In December 2014, trustees became aware the township's Prudential Retirement defined benefit pension plan was drastically underperforming, and had been since at least 2004-2005, forcing the township to contribute millions to the fund annually out of township operating funds to keep it fully-funded and available to retirees. From 2010 until 2014, Bloomfield Township was budgeting $10.3 million each year to add to the Prudential plan; they then took the opportunity to issue an $80 million pension obligation bond, which they invested in equities which provided a higher rate of return. The township had been paying Prudential from the equity account to maintain the defined benefit account at its necessary level, lowering its level to $65 million in four years.
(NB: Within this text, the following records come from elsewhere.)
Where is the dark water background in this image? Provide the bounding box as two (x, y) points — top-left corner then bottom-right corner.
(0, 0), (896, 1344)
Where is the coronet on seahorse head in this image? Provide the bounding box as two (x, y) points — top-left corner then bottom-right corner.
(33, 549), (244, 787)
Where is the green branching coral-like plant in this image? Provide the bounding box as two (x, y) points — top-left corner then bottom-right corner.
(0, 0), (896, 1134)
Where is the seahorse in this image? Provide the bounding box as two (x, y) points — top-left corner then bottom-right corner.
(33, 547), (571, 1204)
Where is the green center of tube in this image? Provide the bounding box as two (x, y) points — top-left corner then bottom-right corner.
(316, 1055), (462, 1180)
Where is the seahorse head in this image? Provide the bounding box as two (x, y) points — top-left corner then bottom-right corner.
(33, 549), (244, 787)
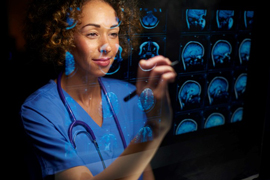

Kepes said that last year the township deferred paying its $5 million in fees to Prudential, and it grew to about $15 million. Another problem the township had, he said, “the township has never been able to verify Prudential's investments.”
He said after working on it over the last year, including with trustee Neal Barnett as a mediator and outside attorney Scott Lites from Plunkett Cooney, they decreased the fees from $15 million to $6 million. “We found a way to verify the interest rate cushion independently,” Kepes reported.
Further, they entered into mediation with Prudential earlier this year, with Barnett, an attorney, acting as the mediator for the township, and “ultimately this increased the defined benefit plan by about $10 million,” Kepes said.
“We really strengthened the where-with-all of the plan and got it confirmed in writing,” Lites said. “A lot of the money we have to pay is deferred without any interest payments. It really worked out – it's a great deal for the township.”